Graffiti is powered by paint cans found throughout the city. No paint means no graffiti. This encourages some exploration of the different
neighborhoods in the game. Laying down graffiti takes a little practice, as certain designs require certain button and directional pad inputs to create. This is unlike the recent Jet Set Radio Future, where graffiti was sprayed with the touch of a button. Here, a little finesse is required.
As you become more and more prominent in the fifteen Game Boy Advance levels, your actions will become better known and the authorities will send an endless amount of government authority figures to catch you.

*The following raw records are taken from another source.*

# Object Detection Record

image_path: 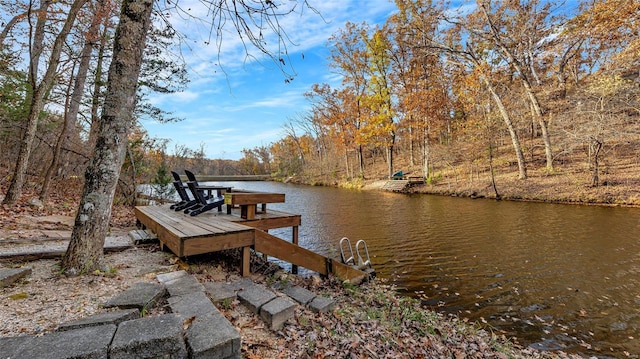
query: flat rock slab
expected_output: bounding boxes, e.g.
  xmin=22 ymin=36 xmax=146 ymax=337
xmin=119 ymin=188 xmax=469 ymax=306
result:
xmin=168 ymin=292 xmax=221 ymax=319
xmin=104 ymin=282 xmax=166 ymax=310
xmin=164 ymin=275 xmax=204 ymax=296
xmin=309 ymin=296 xmax=336 ymax=313
xmin=238 ymin=282 xmax=276 ymax=314
xmin=185 ymin=315 xmax=241 ymax=359
xmin=156 ymin=270 xmax=189 ymax=284
xmin=282 ymin=286 xmax=316 ymax=305
xmin=0 ymin=324 xmax=116 ymax=359
xmin=109 ymin=314 xmax=187 ymax=359
xmin=58 ymin=308 xmax=140 ymax=331
xmin=260 ymin=297 xmax=296 ymax=330
xmin=204 ymin=282 xmax=236 ymax=303
xmin=129 ymin=229 xmax=158 ymax=245
xmin=0 ymin=267 xmax=31 ymax=287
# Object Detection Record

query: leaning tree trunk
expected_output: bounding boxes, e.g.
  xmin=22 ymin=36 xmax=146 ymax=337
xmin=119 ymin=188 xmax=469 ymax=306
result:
xmin=482 ymin=76 xmax=527 ymax=179
xmin=62 ymin=0 xmax=153 ymax=274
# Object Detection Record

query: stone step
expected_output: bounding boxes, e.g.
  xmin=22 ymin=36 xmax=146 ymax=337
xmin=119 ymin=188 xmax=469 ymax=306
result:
xmin=0 ymin=267 xmax=31 ymax=288
xmin=129 ymin=229 xmax=158 ymax=245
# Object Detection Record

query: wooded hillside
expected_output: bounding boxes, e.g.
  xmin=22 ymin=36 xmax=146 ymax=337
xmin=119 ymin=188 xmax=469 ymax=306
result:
xmin=262 ymin=0 xmax=640 ymax=202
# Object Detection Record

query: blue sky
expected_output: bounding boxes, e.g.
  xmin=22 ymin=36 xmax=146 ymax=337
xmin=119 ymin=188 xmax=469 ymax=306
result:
xmin=143 ymin=0 xmax=395 ymax=160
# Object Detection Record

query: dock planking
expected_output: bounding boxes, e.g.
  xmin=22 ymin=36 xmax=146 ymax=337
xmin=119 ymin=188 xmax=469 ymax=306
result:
xmin=135 ymin=205 xmax=365 ymax=283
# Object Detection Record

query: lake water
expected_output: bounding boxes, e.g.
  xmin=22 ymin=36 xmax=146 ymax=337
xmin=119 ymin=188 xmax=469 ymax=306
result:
xmin=161 ymin=182 xmax=640 ymax=358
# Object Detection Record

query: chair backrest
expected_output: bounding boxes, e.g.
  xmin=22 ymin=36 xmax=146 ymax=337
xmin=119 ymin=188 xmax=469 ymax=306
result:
xmin=184 ymin=170 xmax=198 ymax=183
xmin=171 ymin=171 xmax=191 ymax=201
xmin=187 ymin=181 xmax=207 ymax=204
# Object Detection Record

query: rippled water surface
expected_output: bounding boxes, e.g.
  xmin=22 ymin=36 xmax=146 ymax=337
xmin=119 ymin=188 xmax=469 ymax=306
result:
xmin=202 ymin=182 xmax=640 ymax=357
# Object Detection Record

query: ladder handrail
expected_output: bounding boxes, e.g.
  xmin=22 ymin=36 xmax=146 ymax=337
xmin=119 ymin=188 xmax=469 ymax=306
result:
xmin=340 ymin=237 xmax=356 ymax=265
xmin=356 ymin=239 xmax=371 ymax=268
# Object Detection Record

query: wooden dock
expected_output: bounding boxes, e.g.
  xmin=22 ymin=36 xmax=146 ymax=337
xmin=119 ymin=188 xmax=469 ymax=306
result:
xmin=135 ymin=204 xmax=367 ymax=283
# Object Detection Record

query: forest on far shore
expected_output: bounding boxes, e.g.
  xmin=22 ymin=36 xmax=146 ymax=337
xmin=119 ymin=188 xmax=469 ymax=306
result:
xmin=0 ymin=0 xmax=640 ymax=205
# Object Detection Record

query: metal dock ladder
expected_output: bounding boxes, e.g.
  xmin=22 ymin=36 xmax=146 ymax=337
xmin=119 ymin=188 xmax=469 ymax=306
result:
xmin=340 ymin=237 xmax=376 ymax=278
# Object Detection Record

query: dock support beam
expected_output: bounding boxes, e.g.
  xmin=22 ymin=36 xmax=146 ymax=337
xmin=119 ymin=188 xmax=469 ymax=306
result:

Think every vehicle and everyone they sent for Neo in The Matrix.
Jet Grind Radio maintains some of its unique look on Nintendo's handheld. Granted, this game was taken from the Dreamcast, a system that was released four years ago, but the Game Boy Advance still doesn't have enough horsepower to meet the demands of this aged title.
I won't even begin comparing it to Jet Set Radio Future on the Xbox.
But the neon lights and the exuberant colors are still to be found here. The landscapes themselves are pseudo 3D. The depth is programmed in but not entirely visible at times. While it's not the revolutionary material that shook the confines of the Dreamcast, the presentation isn't completely divorced from its predecessor's lineage. Yes, those graffiti symbols and SWAT team members still look somewhat like the original game. On the other hand, the game's soundtrack made it verbatim into the cartridge. That's definitely a good thing indeed.
A few more features round out the Jet Grind Radio package for handhelds. One is the ability to design your own graffiti images. This, however, is not really more sophisticated than the .ICO icon editors you find on your Windows desktop. The second is the option for multiplayer, although as with all Game Boy Advance titles, it's difficult to round up so many people in front of the small screen. If you had that kind of co-ordination, why not just head to Jet Set Radio Future on the Xbox?
Genuine replay value is available though. If you finish the plot-driven missions in a specific neighborhood, you're allowed to return it to tackle other challenges. You can break records to unlock more skaters or go through every nook and cranny to find extra graffiti symbols.
The handheld version of Jet Grind Radio is vastly less ambitious than its console counterparts. It really can't even hold a candle to the recent Jet Set Radio Future. However, it doesn't help not to judge this title on its own merits. Obviously, the original concept had something going for it because even in its reduced state, Jet Grind Radio is fun. With an addictive soundtrack and a near verbatim translation of the story and gameplay, you'll find that all the praise Jet Grind Radio got for the Dreamcast is well deserved.